Nuit et Brouillard
Le train s’arrêta dans un grincement de freins et des volutes de fumée nauséabonde enveloppèrent les wagons comme un présage funeste d’un brouillard mortel.
Ils n’entendaient que les chiens aboyer et les ordres hurlés par quelques suppôts de l’autorité qui déjà les inquiétaient. Enfin les portes des wagons s’ouvrirent dans un lent glissement bloquées çà et là par le gel, et ils ne purent voir ce qu’ils avaient entendu, car l’obscurité blafarde les empêchait de distinguer les hommes, transformés en ombres fantomatiques s’agitant comme des pantins cruels. Les portes des wagons à bestiaux ouvertes, ils descendirent avec leurs pauvres affaires dans des valises déchirées par la promiscuité qu’ils avaient vécu pendant le long trajet de leur voyage. Ils dérapèrent, tombèrent dans la neige pour se faire relever à coup de crosses de fusil afin de se regrouper en une file informe où même les enfants agrippés à la main de leur mère ne pouvaient pleurer terrorisés par le silence démoniaque qui régnait dehors.
On sépara alors les hommes des couples et les larmes versées par tant de familles brisées ne suffirent pas à émouvoir ces soldats de plomb gesticulant en criant des ordres que la plupart ne comprenaient pas. Ce n’était d’ailleurs pas nécessaire car déjà le groupe disparaissait vers une destination ou « le travail rendait libre ».

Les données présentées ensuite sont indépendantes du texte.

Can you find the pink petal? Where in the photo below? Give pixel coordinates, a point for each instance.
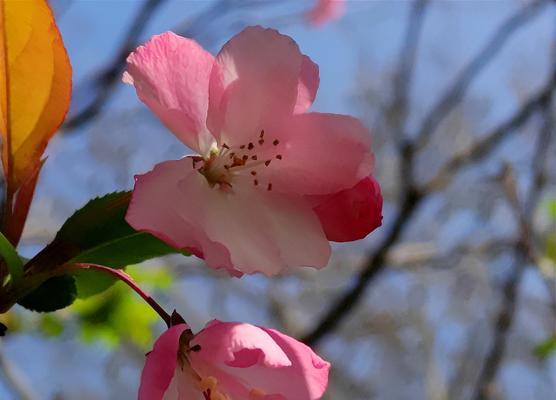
(321, 154)
(155, 207)
(171, 75)
(308, 85)
(352, 213)
(245, 229)
(161, 364)
(245, 357)
(254, 84)
(237, 345)
(325, 11)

On les fit se dévêtir, nus dans le froid et la neige, leurs vêtements empilés en un tas informe qui plus tard feraient le plaisir de la récupération mesquine des loups au pelage fatigué. Ils se regroupèrent alors en quadrilatère parfait afin d’être comptés et de leur montrer leurs baraquements qui n’avaient d’abris que de nom, et dont un chien n’aurait voulu comme niche. La paille pouilleuses qui devait théoriquement leur servir de paillasse était envahie par les insectes vivant de la crasse et de la misère humaine. Tant d’incompréhension brutale terrassa les plus faibles qui furent emmenés en un lieu dont on ne revient pas. On leur marqua ensuite leur dépendance en les tatouant comme les animaux qu’ils étaient devenus, ombres d’eux même sans plus aucun repère que celui d’une fin probable. Le travail épuisant auquel ils étaient condamnés les minait engendrant des carences qui allaient bientôt les transformer en épaves rachitiques, image réaliste de cadavres vivants.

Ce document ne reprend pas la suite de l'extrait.